Torture By Law Enforcement Officials In Georgia
UN Expert Finds Torture, Ill-Treatment By Law Enforcement Officials In Georgia
Torture and ill-treatment by law enforcement officials still exist in Georgia, compounded by an apparent culture of impunity, but the authorities have taken some positive measures to fight the problem, a United Nations expert on torture said today.
In a statement issued following a weeklong visit last week, the UN Commission on Human Rights’ Special Rapporteur on the question of torture and other cruel, inhuman or degrading treatment or punishment, Manfred Nowak, also noted the “deplorable conditions of detention,” primarily for people detained in pre-trial detention facilities of the Ministry of Justice.
“The courts and prosecutors resort almost exclusively to pre-trial detention of accused persons, irrespective of the gravity of alleged offences, contributing to severe problems of overcrowding and strain on the already deteriorating infrastructure,” Mr. Nowak said, adding that recourse to pre-trial detention turns the presumption of innocence on its head.
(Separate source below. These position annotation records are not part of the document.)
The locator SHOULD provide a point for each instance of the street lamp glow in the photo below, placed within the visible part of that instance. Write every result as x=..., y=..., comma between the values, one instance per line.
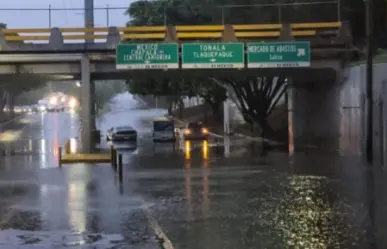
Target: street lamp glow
x=53, y=100
x=72, y=103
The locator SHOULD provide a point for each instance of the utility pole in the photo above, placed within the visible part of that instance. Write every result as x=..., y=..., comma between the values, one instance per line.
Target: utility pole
x=89, y=18
x=369, y=81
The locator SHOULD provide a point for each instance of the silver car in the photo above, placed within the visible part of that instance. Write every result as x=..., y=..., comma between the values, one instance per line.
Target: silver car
x=121, y=133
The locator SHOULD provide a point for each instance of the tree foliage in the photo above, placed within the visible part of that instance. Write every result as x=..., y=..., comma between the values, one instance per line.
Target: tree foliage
x=257, y=97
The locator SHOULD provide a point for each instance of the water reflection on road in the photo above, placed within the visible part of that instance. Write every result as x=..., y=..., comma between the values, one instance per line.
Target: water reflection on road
x=222, y=193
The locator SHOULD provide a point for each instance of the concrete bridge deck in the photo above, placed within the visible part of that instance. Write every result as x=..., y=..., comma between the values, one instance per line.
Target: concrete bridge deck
x=73, y=39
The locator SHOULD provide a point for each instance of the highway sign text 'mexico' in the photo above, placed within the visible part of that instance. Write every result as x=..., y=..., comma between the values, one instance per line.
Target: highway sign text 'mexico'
x=278, y=54
x=213, y=55
x=147, y=56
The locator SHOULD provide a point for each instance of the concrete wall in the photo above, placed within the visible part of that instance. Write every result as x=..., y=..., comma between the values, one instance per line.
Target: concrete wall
x=352, y=104
x=333, y=112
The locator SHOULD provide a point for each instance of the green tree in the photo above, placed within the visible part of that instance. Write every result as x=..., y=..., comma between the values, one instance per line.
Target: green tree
x=257, y=98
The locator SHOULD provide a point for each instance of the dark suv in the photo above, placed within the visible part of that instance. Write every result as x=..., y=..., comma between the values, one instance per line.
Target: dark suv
x=195, y=131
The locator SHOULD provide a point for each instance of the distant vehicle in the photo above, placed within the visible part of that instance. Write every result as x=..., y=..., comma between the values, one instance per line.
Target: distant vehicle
x=195, y=131
x=122, y=133
x=163, y=129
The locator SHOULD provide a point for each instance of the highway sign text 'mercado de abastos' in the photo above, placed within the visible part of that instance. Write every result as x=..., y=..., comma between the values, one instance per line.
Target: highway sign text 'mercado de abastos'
x=278, y=54
x=147, y=56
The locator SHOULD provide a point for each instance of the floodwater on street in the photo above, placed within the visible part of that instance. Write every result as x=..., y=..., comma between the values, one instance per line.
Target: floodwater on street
x=224, y=193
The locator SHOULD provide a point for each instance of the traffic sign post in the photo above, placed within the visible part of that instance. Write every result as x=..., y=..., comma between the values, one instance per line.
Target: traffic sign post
x=147, y=56
x=213, y=55
x=278, y=54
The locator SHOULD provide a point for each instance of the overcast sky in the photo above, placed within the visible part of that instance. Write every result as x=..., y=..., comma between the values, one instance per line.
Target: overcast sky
x=74, y=18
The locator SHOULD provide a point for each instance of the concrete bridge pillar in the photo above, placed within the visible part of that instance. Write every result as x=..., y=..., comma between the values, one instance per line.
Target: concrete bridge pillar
x=314, y=114
x=86, y=114
x=92, y=104
x=10, y=103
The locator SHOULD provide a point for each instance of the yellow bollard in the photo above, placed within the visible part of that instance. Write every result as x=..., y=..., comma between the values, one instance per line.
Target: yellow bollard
x=60, y=156
x=67, y=147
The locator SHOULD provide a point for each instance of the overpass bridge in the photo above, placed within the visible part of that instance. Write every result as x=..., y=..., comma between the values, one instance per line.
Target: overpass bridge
x=67, y=53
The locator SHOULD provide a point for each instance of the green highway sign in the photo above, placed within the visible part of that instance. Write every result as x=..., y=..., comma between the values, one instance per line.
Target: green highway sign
x=278, y=54
x=213, y=55
x=147, y=56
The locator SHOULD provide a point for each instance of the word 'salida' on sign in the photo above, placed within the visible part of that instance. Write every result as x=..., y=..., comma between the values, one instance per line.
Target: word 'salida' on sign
x=278, y=54
x=213, y=55
x=147, y=56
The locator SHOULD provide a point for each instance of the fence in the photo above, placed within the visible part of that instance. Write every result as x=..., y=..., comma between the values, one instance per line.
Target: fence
x=323, y=11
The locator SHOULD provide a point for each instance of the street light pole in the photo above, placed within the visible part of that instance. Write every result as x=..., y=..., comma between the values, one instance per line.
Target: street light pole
x=369, y=81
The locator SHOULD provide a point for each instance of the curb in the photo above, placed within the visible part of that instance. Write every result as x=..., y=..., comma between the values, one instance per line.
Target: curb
x=164, y=241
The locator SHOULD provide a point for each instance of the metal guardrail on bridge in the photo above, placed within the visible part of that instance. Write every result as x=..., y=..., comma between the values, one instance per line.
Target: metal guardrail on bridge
x=303, y=31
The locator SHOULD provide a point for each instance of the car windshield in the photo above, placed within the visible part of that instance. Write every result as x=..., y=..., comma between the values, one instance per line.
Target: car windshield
x=163, y=126
x=124, y=128
x=195, y=126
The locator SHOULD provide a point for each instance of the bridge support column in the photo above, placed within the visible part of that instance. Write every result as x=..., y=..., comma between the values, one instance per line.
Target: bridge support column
x=86, y=117
x=92, y=104
x=10, y=104
x=314, y=113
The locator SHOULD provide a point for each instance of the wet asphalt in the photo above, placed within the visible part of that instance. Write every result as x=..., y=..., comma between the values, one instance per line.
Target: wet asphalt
x=224, y=193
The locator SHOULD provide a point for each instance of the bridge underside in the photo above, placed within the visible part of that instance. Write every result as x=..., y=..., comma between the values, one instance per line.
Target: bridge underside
x=107, y=70
x=313, y=99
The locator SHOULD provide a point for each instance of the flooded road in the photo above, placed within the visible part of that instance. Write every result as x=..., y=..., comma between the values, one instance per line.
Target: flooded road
x=224, y=193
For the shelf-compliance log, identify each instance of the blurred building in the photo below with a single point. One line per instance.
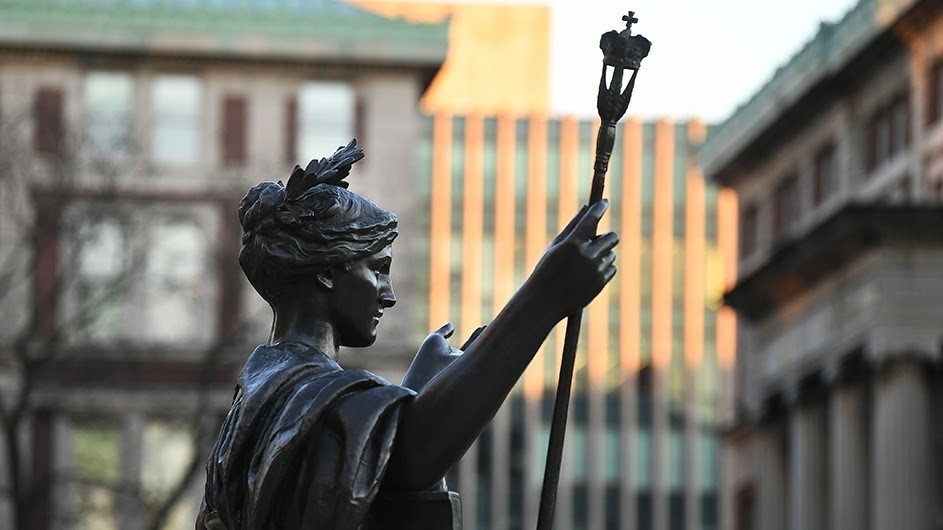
(142, 124)
(657, 351)
(838, 165)
(130, 131)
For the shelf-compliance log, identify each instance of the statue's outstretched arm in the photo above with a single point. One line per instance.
(449, 412)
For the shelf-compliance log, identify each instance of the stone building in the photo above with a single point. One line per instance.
(837, 165)
(657, 351)
(130, 131)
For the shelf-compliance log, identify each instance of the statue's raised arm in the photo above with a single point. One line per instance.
(308, 444)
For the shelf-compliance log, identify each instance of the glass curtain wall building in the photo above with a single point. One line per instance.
(657, 349)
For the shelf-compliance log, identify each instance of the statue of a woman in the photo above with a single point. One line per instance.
(308, 444)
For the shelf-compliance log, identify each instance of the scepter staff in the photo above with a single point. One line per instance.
(621, 51)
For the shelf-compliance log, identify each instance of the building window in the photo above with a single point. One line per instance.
(143, 275)
(325, 118)
(888, 131)
(935, 92)
(785, 205)
(233, 134)
(825, 175)
(48, 122)
(102, 265)
(167, 450)
(899, 116)
(108, 104)
(96, 473)
(175, 112)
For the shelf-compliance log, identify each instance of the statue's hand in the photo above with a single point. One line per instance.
(577, 265)
(435, 355)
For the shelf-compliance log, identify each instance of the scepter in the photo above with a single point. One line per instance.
(621, 51)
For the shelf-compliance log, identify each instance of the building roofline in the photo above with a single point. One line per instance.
(825, 56)
(326, 31)
(798, 264)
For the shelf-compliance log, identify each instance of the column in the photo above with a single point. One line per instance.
(848, 458)
(771, 478)
(900, 458)
(807, 467)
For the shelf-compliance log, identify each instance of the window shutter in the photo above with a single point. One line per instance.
(234, 130)
(47, 118)
(291, 129)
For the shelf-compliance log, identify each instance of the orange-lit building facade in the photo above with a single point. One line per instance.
(654, 369)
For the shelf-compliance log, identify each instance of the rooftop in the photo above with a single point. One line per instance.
(308, 30)
(829, 51)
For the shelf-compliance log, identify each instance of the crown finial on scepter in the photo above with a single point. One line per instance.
(629, 20)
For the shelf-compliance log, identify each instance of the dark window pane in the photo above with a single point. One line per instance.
(785, 205)
(825, 175)
(47, 109)
(234, 130)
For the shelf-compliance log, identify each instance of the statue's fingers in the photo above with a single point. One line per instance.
(572, 224)
(473, 337)
(446, 330)
(609, 274)
(586, 226)
(607, 261)
(603, 243)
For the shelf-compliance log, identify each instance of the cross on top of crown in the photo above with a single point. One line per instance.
(629, 20)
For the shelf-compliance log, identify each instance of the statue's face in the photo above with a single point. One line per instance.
(361, 292)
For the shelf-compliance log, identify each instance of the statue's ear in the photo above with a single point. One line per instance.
(325, 279)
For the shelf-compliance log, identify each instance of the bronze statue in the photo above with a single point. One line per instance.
(308, 444)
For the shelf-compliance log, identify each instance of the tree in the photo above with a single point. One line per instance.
(65, 279)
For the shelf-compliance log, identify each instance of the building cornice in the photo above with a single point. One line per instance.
(325, 31)
(798, 264)
(824, 61)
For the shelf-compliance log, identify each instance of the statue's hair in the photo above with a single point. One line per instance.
(310, 225)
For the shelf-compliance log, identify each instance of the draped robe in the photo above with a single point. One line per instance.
(305, 444)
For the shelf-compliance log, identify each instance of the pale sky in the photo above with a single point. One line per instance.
(707, 57)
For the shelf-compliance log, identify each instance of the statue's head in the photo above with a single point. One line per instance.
(309, 226)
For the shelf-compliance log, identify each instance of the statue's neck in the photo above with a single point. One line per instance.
(298, 326)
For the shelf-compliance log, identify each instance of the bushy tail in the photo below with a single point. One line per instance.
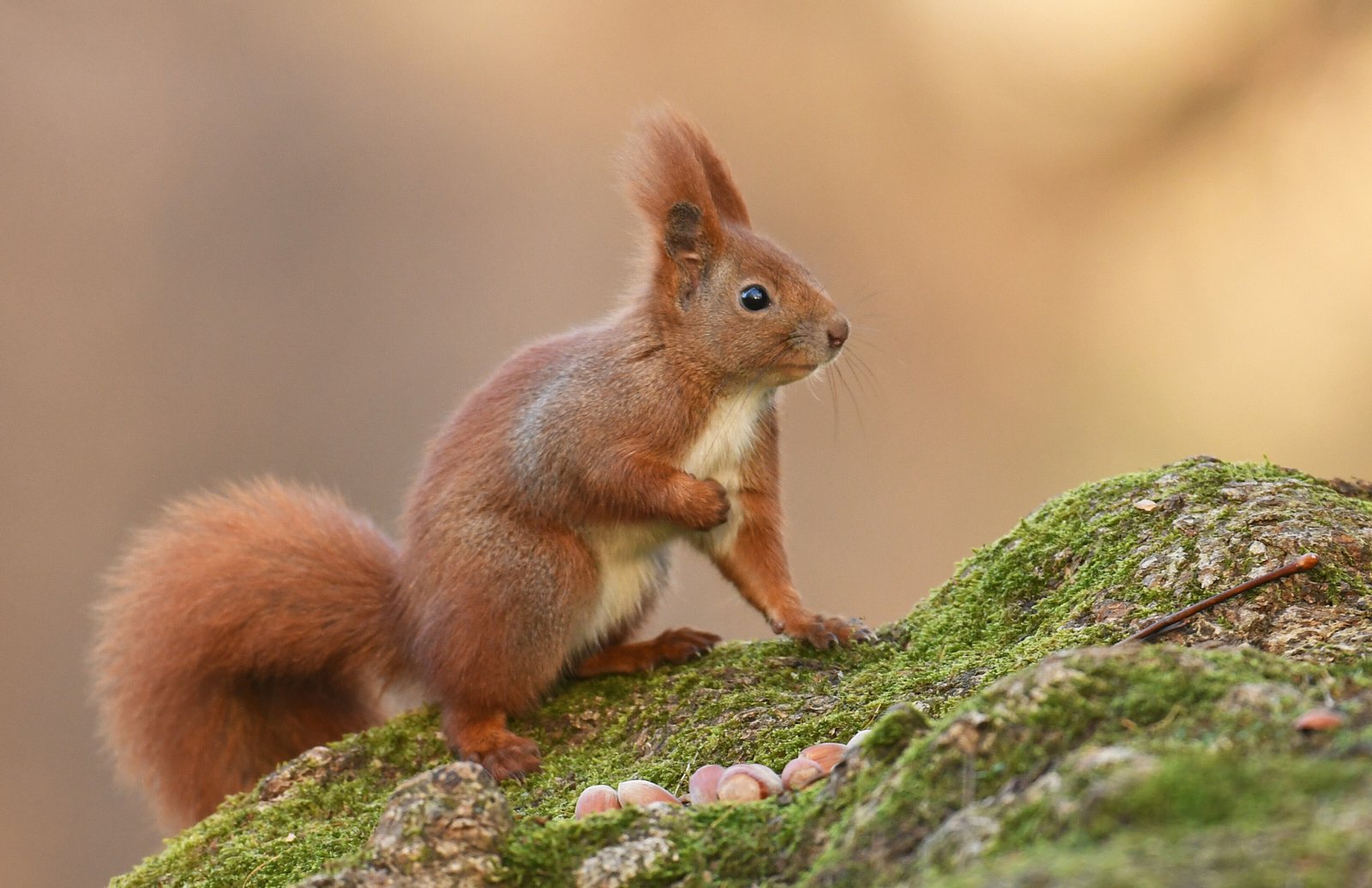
(244, 628)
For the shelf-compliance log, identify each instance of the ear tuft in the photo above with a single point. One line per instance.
(671, 165)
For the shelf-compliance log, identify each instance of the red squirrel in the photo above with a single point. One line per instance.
(256, 622)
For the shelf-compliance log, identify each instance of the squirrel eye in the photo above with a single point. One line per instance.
(754, 297)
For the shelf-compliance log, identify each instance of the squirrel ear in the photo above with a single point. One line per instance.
(681, 187)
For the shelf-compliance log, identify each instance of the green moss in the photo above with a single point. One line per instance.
(1216, 819)
(1047, 585)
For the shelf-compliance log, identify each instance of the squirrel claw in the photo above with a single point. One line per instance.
(823, 632)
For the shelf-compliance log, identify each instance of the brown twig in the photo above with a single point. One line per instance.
(1300, 565)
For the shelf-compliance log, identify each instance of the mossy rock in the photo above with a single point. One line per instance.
(1113, 766)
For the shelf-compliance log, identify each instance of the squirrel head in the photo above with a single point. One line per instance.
(736, 303)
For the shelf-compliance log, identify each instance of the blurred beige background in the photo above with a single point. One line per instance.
(1077, 238)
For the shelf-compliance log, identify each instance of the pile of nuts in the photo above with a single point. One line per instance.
(747, 782)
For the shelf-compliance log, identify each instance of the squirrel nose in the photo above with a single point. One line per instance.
(839, 332)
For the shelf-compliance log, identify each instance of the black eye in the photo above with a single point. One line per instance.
(754, 297)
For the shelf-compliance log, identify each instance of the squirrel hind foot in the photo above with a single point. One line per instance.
(502, 753)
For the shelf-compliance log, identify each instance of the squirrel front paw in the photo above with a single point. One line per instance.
(704, 505)
(823, 632)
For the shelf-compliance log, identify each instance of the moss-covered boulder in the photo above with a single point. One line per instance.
(1008, 746)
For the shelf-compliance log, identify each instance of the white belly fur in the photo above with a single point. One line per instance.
(631, 558)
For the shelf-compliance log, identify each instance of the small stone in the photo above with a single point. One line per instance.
(644, 792)
(748, 782)
(800, 773)
(1319, 720)
(596, 799)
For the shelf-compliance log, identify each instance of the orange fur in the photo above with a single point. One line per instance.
(250, 625)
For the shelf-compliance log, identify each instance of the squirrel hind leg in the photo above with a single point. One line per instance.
(672, 645)
(484, 737)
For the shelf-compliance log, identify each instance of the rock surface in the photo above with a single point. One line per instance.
(1008, 744)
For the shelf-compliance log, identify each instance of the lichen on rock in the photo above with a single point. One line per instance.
(1005, 739)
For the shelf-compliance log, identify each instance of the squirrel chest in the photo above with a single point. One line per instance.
(633, 556)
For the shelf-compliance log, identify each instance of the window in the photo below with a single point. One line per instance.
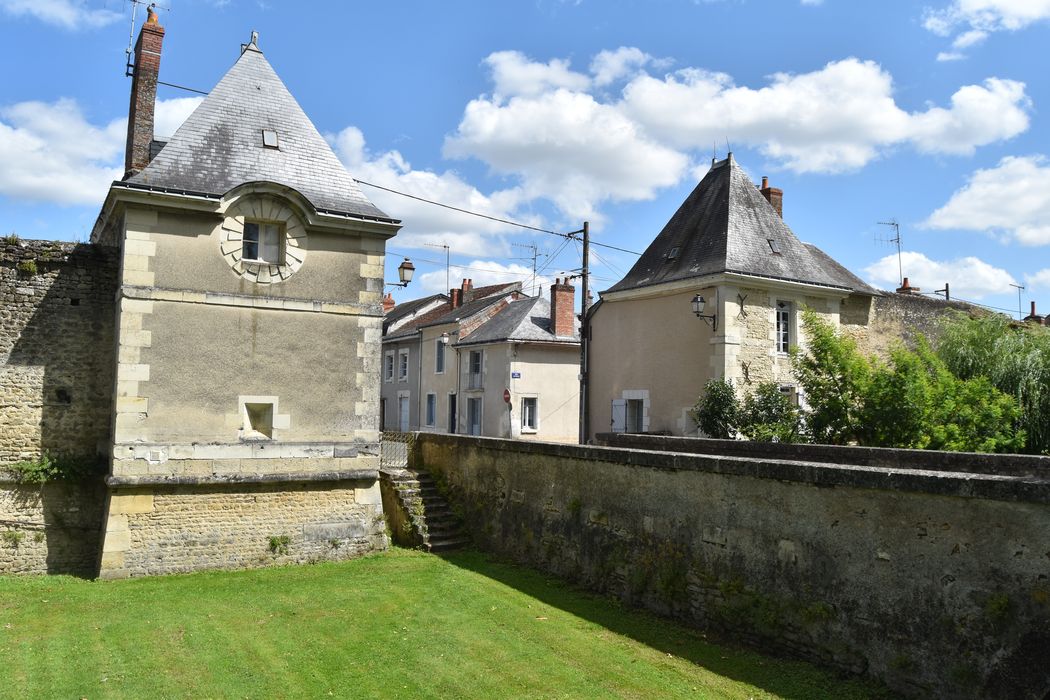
(261, 244)
(529, 421)
(475, 369)
(783, 326)
(635, 416)
(402, 365)
(432, 409)
(474, 417)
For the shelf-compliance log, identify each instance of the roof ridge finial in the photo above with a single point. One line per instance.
(253, 44)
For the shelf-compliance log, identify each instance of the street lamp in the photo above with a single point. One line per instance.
(698, 303)
(404, 272)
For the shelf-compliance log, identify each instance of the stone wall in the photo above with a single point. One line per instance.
(56, 348)
(191, 527)
(935, 582)
(53, 529)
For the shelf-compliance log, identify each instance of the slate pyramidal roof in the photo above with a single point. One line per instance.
(726, 227)
(219, 146)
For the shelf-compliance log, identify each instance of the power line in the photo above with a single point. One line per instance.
(491, 218)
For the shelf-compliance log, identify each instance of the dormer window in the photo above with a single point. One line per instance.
(261, 242)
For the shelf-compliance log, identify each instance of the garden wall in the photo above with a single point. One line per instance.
(57, 361)
(935, 582)
(50, 529)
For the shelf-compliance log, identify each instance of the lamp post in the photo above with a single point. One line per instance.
(698, 304)
(404, 272)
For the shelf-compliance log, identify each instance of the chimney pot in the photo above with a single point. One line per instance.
(147, 67)
(563, 298)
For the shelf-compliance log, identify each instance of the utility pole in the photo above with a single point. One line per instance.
(447, 259)
(584, 334)
(1021, 312)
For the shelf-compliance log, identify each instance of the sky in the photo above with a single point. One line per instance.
(552, 112)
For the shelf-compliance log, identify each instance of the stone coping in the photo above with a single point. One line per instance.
(996, 487)
(222, 480)
(982, 463)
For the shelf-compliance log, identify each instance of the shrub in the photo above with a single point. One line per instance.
(716, 411)
(769, 416)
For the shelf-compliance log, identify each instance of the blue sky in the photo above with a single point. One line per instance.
(552, 112)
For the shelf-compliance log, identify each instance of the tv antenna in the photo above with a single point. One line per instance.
(447, 260)
(533, 257)
(897, 240)
(1020, 289)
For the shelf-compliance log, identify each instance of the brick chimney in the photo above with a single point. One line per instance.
(774, 195)
(147, 66)
(1033, 317)
(907, 289)
(563, 313)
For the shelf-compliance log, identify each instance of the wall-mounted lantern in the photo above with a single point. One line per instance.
(404, 272)
(698, 304)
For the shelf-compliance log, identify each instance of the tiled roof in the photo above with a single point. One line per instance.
(221, 145)
(727, 226)
(525, 320)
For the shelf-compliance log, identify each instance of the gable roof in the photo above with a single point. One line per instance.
(525, 320)
(406, 309)
(726, 226)
(221, 145)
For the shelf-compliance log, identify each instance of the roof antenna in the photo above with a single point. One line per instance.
(896, 239)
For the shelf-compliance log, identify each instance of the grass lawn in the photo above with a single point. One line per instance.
(399, 624)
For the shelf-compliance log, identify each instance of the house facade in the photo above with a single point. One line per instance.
(652, 349)
(500, 364)
(248, 335)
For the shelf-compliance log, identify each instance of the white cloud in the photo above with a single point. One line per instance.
(975, 19)
(1010, 198)
(53, 153)
(833, 120)
(610, 66)
(1038, 280)
(566, 147)
(66, 14)
(969, 277)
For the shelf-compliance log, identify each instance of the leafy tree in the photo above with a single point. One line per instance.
(1014, 359)
(770, 416)
(717, 409)
(834, 376)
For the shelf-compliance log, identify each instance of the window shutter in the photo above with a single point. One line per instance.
(620, 416)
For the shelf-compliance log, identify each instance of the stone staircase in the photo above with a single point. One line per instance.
(432, 518)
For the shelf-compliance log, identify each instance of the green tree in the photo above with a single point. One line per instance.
(1014, 359)
(717, 409)
(768, 415)
(834, 376)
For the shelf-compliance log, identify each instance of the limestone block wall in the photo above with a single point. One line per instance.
(51, 529)
(935, 582)
(191, 527)
(56, 348)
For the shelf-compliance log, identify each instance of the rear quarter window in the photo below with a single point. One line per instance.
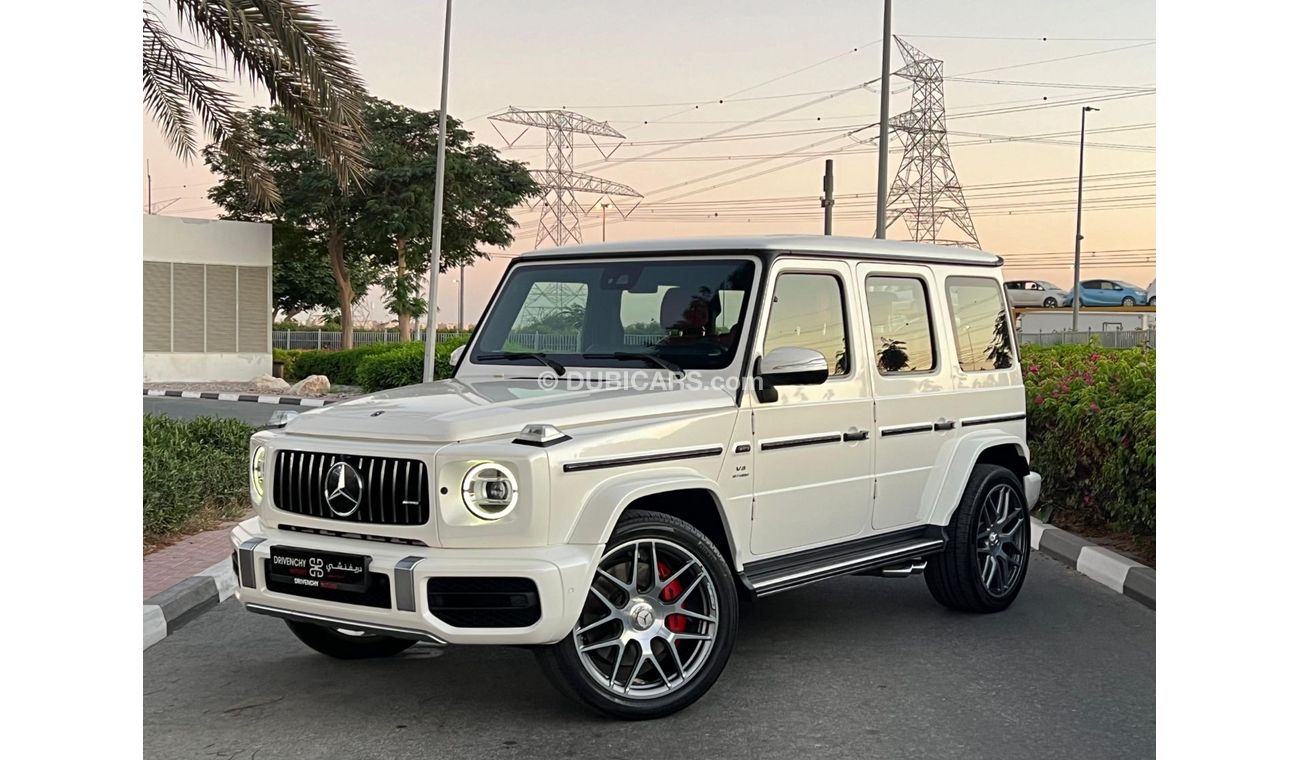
(980, 324)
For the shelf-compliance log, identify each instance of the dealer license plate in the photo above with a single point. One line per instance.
(316, 569)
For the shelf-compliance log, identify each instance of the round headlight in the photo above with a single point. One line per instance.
(489, 491)
(259, 478)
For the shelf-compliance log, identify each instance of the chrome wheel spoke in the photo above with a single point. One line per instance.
(597, 624)
(603, 645)
(693, 615)
(614, 672)
(603, 599)
(610, 577)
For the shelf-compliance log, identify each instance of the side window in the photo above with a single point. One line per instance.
(807, 311)
(980, 326)
(901, 333)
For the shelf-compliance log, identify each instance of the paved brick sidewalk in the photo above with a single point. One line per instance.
(176, 563)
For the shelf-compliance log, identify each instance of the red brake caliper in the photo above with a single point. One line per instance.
(676, 622)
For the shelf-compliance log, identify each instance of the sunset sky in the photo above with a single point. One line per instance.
(670, 63)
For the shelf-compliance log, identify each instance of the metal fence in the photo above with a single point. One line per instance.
(330, 341)
(325, 339)
(1105, 338)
But he stressed that the authorities at all levels recognized the problems and pointed to positive measures taken by the Government, such as the establishment of monitoring mechanisms to visit places of detention and proposals to amend the criminal code to include torture.
Mr. Nowak based his findings on
meetings with officials, substantiated information received
from non-governmental organizations (NGOs), visits to
places of detention and interviews with detainees.